Second Genome began life with aspirations to help with environmental clean-up, but it is now fully devoted to pharmaceuticals. Unlike Seres Health, Vendanta Biosciences, and other startups using microbes themselves as the medicine, Second Genome is using conventional small molecule drugs to change the way microbes interact with their hosts—that is, us.
That host-microbe interaction is a new way of thinking about human biology, helped in part by sequencing technology that is teasing apart the identities and characteristics of our microbiomes. “Once you have that understanding, you’ll have [disease] targets you can address in a whole range of ways,” said Second Genome CEO Peter DiLaura (pictured). “In some cases it’ll be a bacterial strain as a therapeutic, in some cases it’ll be a synthetic biology approach. Our first approach is to use inhibitory small molecules,” he said, referring to chemical-based drugs that block disease-causing biological interactions.
Second Genome quietly began testing its first drug months ago in a Phase 1 trial, with the goal of making sure there are no safety problems in healthy volunteers, said DiLaura. That trial continues this year in another round of safety tests. If all goes well, the next step would be a trial in people with Crohn’s disease, a debilitating condition that causes the body’s own immune system to mainly attack the lining of the intestine, although it can affect the entire gastrointestinal tract.

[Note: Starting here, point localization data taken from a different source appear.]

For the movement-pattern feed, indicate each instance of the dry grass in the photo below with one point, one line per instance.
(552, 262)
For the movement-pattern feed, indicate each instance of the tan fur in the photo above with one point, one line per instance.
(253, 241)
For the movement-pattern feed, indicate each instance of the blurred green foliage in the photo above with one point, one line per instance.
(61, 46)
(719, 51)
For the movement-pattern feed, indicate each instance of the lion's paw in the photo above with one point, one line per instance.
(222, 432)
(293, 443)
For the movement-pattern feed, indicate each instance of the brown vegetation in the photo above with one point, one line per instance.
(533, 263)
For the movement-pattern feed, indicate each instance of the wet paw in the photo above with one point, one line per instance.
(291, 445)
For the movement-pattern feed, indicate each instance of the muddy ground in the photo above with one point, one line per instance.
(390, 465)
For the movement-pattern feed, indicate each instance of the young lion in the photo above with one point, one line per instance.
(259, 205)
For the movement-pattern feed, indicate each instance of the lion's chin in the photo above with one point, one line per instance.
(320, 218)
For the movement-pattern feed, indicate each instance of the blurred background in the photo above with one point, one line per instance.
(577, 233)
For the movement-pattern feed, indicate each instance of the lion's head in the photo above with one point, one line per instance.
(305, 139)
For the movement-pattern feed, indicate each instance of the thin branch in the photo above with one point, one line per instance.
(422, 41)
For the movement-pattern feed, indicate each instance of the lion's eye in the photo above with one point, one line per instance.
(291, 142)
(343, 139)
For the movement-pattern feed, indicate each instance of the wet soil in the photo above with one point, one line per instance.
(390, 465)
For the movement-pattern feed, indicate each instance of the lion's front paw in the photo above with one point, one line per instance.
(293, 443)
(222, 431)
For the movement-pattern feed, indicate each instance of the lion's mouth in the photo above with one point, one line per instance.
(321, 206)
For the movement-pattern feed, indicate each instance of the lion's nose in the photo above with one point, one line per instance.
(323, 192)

DiLaura said Second Genome researchers have pinpointed a protein secreted by an undisclosed bacterium that interacts with human tissue and plays a key role in Crohn’s. The company’s drug, SGM-1019, is designed to block the bacterial protein’s interaction with the gut and reduce the inflammation it causes. He declined to reveal the identity of the microbe, the protein, or the “host target”—the molecular niche in the gut that the microbes are irritating.
The theory behind this work—and behind a lot of microbiome research—is that disease emerges when the delicate balance of microorganisms we host goes askew. For example, the deadly Clostridium difficile infection occurs when the gut microbes that normally keep C. difficile in check are wiped out—often by a big dose of antibiotics in a hospital. The trick to beating C. difficile is restoring a healthy mix of microbes, which it turns out are easily accessible by ingesting the healthy stool of someone else. (This is called fecal microbiota transplantation, or FMT.) Seres Health is going a step further, using a mix of bacterial spores—which bloom into bacteria once in the gut—in a more sophisticated version of FMT.
Although it’s suspected a dysbiotic—unhealthy—microbiome contributes to Crohn’s (as well as many other diseases), there’s no proof that simply rebooting a Crohn’s patient’s microbiome would do the trick. The intestine is being attacked by proteins called cytokines, unleashed by the body’s own immune cells. How a patient’s out-of-whack microbe mix triggers that reaction is something Second Genome is keeping under its hat for now, but the company obviously thinks SGM-1019 will block it.
Will that approach work if the underlying problem—a dysbiotic microbiome—isn’t addressed? Second Genome will have to wait until Phase 2 trials to find out. But DiLaura said reducing inflammation should help break a negative feedback loop and create a better environment for a healthier microbiome. “That’s the hypothesis,” said DiLaura. “If successful it should spark the ability to have a sustained and disease-modifying affect.”